Growth-related oncogene-α induces endothelial dysfunction through oxidative stress and downregulation of eNOS in porcine coronary arteries

Abstract

Growth-related oncogene-α (GRO-α) is a member of the CXC chemokine family, which is involved in the inflammatory process including atherosclerosis. We hypothesized that GRO-α may affect endothelial functions in both porcine coronary arteries and human coronary artery endothelial cells (HCAECs). Vasomotor function was analyzed in response to thromboxane A2 analog U-46619 for contraction, bradykinin for endothelium-dependent vasorelaxation, and sodium nitroprusside (SNP) for endothelium-independent vasorelaxation. In response to 10−6M bradykinin, GRO-α (50 and 100 ng/ml) significantly reduced endothelium-dependent vasorelaxation by 34.73 and 48.8%, respectively, compared with controls ( P < 0.05). There were no changes in response to U-46619 or SNP between treated and control groups. With the lucigenin-enhanced chemiluminescence assay, superoxide anion production in GRO-α-treated vessels (50 and 100 ng/ml) was significantly increased by 50 and 86%, respectively, compared with controls ( P < 0.05).
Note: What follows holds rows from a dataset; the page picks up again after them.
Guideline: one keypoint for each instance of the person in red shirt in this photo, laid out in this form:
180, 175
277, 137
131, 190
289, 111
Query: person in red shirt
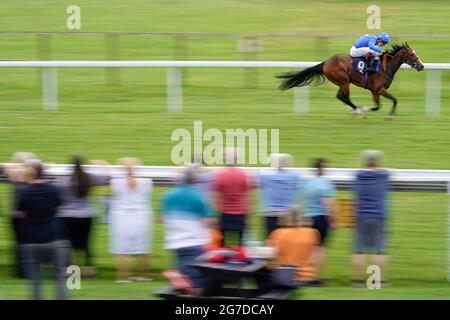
231, 188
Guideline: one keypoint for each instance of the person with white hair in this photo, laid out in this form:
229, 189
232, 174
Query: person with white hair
278, 190
130, 220
371, 188
231, 187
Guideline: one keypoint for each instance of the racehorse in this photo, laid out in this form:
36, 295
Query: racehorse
338, 69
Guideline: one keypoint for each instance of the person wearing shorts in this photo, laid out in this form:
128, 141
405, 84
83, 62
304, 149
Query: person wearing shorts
371, 187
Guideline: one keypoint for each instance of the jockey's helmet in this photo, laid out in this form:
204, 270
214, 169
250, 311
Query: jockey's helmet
383, 38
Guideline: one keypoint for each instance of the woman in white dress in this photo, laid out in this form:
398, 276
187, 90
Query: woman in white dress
130, 221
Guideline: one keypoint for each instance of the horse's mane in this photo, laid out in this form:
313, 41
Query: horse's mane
396, 48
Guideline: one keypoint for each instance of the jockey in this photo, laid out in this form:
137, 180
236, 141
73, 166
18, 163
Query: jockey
369, 47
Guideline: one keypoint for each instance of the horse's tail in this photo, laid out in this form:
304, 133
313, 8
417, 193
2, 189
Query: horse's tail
312, 76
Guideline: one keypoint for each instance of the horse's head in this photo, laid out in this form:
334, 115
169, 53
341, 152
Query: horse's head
410, 58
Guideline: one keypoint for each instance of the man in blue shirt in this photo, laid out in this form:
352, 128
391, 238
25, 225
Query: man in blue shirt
371, 187
278, 190
369, 46
319, 193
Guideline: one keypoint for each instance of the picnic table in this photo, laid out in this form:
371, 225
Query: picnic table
228, 280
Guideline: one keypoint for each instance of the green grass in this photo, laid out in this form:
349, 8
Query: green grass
108, 122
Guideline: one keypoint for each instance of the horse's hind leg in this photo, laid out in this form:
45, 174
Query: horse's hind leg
386, 94
376, 99
344, 95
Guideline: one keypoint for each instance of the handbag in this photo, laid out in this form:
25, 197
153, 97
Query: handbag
283, 277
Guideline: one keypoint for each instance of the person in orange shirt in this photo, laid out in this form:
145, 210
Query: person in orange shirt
295, 243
With real-time PCR analysis, endothelial nitric oxide synthase (eNOS) mRNA levels in porcine coronary arteries and HCAECs after GRO-α treatment were significantly decreased compared with controls ( P < 0.05). The eNOS protein levels by both immunohistochemistry and Western blot analyses were also decreased in GRO-α-treated vessels. Antioxidant seleno-l-methionine and anti-GRO-α antibody effectively blocked these effects of GRO-α on both porcine coronary arteries and HCAECs. In addition, GRO-α immunoreactivity was substantially increased in the atherosclerotic regions compared with nonatherosclerotic regions in human coronary arteries. Thus GRO-α impairs endothelium-dependent vasorelaxation in porcine coronary arteries through a mechanism of overproduction of superoxide anion and downregulation of eNOS. GRO-α may contribute to human coronary artery disease.